- When Does Termination of the Employment Relationship Violate Public Policy? The Restatement of Employment Law Offers a New Framework
- November 26, 2015 | Author: Simone R. D. Francis
- Law Firm: Ogletree, Deakins, Nash, Smoak & Stewart, P.C. - Charlotte Amalie, St. Thomas Office
- In July of 2015, the American Law Institute published the first Restatement of Employment Law. The Restatement provides a new lens through which employers, employees, and courts can evaluate the common law duties affecting the employment relationship.
The termination of the employment relationship is the event that generates the most employment law litigation, and chapter 5 of the Restatement offers a framework for evaluating claims that a discharge is actionable because it violates public policy. So long as the employee acts in a reasonable manner, section 5.02 of the Restatement provides that an employer may be subject to tort liability for wrongful discharge in violation of public policy if the employee
(a) refuses to commit an act that the employee reasonably and in good faith believes violates a law or other well-established public policy, such as a professional or occupational code of conduct protective of the public interest;
(b) performs a public duty or obligation that the employee reasonably and in good faith believes the law imposes;
(c) files a charge or claims a benefit in good faith under an employment statute or law, whether or not the charge is meritorious;
(d) refuses to waive a nonnegotiable or nonwaivable right when the employer’s insistence on the waiver as a condition of employment, or the court’s enforcement of the waiver, would violate well-established public policy;
(e) reports or inquires about conduct that the employee reasonably and in good faith believes violates a law or an established principle of a professional or occupational code of conduct protective of the public interest; or
(f) engages in other activity directly furthering a well-established public policy.

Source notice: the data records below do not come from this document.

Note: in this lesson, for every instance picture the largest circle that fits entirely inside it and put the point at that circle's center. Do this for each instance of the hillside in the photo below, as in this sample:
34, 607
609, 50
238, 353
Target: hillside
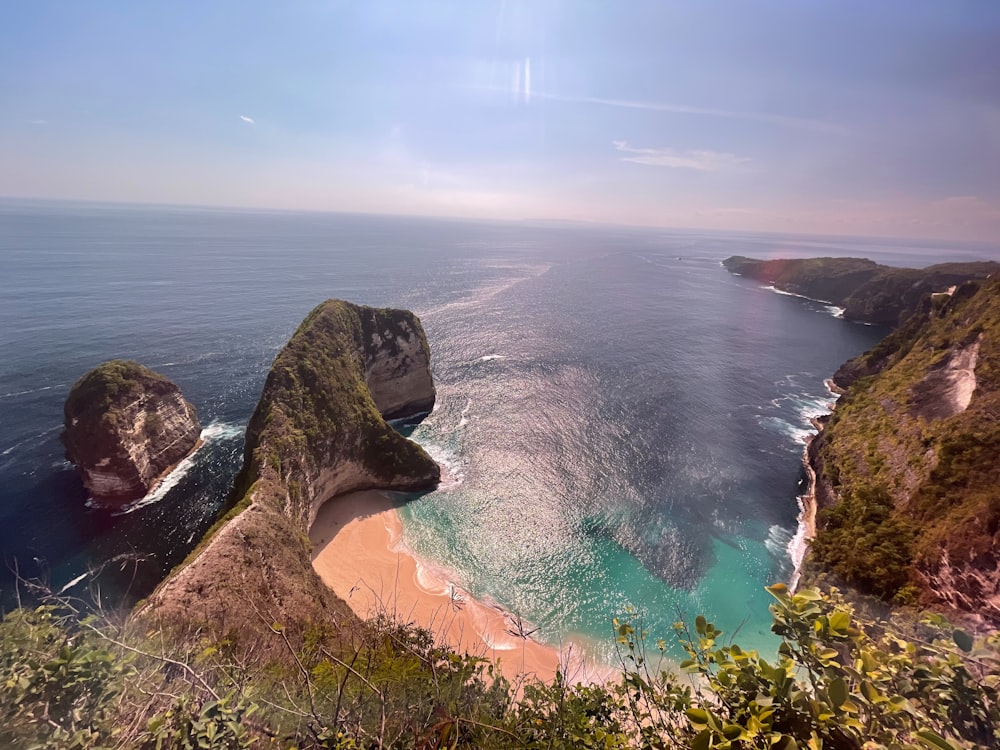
318, 431
908, 465
868, 292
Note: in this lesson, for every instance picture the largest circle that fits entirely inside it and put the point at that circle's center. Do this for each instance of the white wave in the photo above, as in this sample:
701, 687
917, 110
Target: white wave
14, 394
72, 583
222, 430
211, 433
783, 427
793, 294
828, 306
778, 540
452, 471
798, 544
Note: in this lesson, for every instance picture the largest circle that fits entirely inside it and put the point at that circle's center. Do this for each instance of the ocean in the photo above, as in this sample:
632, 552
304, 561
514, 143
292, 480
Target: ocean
620, 420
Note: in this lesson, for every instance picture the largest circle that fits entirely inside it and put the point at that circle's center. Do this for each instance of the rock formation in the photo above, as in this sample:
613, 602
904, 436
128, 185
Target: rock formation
318, 431
868, 292
908, 465
125, 427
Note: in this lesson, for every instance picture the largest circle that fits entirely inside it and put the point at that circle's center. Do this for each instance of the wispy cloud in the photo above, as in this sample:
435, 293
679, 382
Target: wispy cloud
704, 161
803, 123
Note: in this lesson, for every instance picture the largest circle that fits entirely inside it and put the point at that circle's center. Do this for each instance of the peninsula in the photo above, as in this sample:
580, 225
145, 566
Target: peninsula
908, 465
868, 292
319, 431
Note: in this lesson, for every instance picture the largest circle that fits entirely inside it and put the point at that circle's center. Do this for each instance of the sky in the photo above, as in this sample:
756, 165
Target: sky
839, 117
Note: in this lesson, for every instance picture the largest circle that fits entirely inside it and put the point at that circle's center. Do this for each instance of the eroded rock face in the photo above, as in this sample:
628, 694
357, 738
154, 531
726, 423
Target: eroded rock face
125, 427
912, 452
318, 431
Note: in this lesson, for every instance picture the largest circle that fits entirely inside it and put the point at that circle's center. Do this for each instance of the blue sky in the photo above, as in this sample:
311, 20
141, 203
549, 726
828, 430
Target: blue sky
779, 115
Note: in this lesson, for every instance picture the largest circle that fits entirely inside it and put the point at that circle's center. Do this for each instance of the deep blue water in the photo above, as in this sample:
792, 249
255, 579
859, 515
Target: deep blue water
621, 419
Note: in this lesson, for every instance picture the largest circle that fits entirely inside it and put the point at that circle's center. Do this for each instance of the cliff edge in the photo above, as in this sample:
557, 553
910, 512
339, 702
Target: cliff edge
318, 431
125, 426
908, 465
868, 292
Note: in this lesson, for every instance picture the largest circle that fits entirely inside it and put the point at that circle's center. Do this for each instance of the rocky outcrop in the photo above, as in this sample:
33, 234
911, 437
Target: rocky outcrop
868, 292
318, 431
908, 465
125, 427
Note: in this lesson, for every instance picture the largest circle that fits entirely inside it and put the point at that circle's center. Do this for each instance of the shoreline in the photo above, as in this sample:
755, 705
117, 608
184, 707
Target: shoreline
359, 553
806, 530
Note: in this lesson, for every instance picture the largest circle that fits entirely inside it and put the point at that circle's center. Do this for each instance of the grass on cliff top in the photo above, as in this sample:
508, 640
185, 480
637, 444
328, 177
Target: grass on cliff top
839, 681
915, 488
110, 383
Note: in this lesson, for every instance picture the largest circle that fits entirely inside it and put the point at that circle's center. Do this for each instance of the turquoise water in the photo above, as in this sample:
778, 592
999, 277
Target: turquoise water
620, 420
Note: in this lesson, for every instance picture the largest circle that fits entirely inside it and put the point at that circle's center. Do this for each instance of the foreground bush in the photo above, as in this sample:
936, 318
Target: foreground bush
71, 682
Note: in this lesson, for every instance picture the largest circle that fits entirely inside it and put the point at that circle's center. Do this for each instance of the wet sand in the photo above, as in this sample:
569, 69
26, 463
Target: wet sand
358, 552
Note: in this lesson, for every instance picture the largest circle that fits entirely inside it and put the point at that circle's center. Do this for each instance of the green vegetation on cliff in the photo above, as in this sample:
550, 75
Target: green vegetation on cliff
318, 431
909, 462
836, 683
867, 291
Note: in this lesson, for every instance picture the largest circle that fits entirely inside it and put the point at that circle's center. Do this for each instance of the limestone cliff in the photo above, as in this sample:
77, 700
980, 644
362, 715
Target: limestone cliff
125, 426
318, 431
908, 465
867, 291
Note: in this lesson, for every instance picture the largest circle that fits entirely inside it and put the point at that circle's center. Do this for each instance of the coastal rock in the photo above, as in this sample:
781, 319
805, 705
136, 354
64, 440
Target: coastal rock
908, 465
125, 427
868, 292
319, 431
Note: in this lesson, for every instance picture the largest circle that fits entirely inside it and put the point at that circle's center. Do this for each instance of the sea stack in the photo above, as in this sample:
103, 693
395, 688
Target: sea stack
125, 427
319, 431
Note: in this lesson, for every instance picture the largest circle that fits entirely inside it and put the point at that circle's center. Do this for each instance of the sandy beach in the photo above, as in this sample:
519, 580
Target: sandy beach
358, 552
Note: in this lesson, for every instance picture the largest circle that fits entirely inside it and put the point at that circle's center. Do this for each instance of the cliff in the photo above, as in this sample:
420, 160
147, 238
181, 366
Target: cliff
868, 292
318, 431
125, 426
908, 465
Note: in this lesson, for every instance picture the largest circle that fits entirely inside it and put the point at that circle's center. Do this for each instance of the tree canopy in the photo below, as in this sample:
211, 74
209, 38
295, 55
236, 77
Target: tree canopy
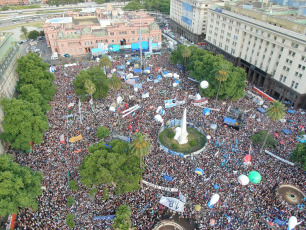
132, 6
19, 186
97, 77
203, 65
109, 164
299, 155
122, 220
23, 122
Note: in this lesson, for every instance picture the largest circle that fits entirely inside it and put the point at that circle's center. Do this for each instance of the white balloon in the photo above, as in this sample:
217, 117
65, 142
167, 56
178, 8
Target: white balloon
292, 222
243, 180
198, 96
204, 84
214, 199
119, 100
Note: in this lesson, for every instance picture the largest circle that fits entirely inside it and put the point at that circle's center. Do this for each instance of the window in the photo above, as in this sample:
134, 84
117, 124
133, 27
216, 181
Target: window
292, 84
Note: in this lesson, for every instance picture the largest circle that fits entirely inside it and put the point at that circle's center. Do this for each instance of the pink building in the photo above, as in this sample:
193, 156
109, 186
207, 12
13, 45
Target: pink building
76, 35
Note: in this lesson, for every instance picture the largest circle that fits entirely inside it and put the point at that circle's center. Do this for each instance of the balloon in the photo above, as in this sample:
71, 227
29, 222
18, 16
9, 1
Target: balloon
119, 100
247, 158
204, 84
213, 200
206, 111
243, 180
292, 222
255, 177
199, 171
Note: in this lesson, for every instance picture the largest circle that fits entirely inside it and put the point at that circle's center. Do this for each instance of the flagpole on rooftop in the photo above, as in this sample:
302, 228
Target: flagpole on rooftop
140, 44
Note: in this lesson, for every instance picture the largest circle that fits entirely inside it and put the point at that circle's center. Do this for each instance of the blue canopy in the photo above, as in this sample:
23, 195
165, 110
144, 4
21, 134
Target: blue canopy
180, 66
121, 67
286, 131
291, 111
137, 70
229, 121
262, 110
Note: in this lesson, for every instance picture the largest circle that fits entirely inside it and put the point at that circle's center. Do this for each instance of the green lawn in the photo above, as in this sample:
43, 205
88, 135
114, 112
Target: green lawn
193, 134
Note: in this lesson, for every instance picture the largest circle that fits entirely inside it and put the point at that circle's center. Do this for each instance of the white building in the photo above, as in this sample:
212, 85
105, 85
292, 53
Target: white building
273, 57
189, 18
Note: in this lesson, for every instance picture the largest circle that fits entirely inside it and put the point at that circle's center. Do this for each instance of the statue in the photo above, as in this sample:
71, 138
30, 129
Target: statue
181, 132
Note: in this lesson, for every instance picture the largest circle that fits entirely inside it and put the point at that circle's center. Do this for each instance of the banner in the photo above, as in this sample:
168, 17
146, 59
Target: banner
281, 159
279, 222
108, 217
172, 203
160, 187
77, 138
182, 197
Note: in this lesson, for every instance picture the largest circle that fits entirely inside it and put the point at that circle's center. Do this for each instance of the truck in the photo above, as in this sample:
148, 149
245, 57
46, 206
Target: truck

To date, no reported judicial decisions have applied this section or the companion sections of chapter 5, which define the tort generally (section 5.01) and identify sources of public policy (section 5.03). However, going forward, employers should anticipate that employees claiming to be whistleblowers, and employees discharged for refusing to adhere to directives of supervisors or managers, or for engaging in conduct contrary to company policy, will allege with increasing frequency that the terminations of their employment are actionable under this framework—either in addition to, or in lieu of, pursuing claims that the actual or alleged constructive discharge violated other federal or state statutory provisions.
Although an employee must prove that he or she acted “reasonably” and “in good faith” in order to prevail, the question of whether the underlying conduct meets the criteria set forth in section 5.02 may be a fact-intensive inquiry that is not readily decided as a matter of law at the summary judgment stage. Because an employee who prevails on a tort claim can recover the same categories of damages available under the familiar statutory frameworks—including past and future economic loss, noneconomic loss, reasonably foreseeable consequential damages, the expenses of reasonable efforts to mitigate damages and, under certain circumstances, punitive damages—employers and the human resource professionals who support them would be well-served by reviewing existing practices to ensure that they include a system of checks and balances that provides an opportunity for objective review of all relevant facts before an employee is discharged.
Similarly, those on the front line of making such decisions would be well-advised to evaluate whether employee conduct, even if inconsistent with company directives, might otherwise be reasonably interpreted to further some well-established public policy, or a well-established principle of a professional or occupational code of conduct intended to protect the public interest.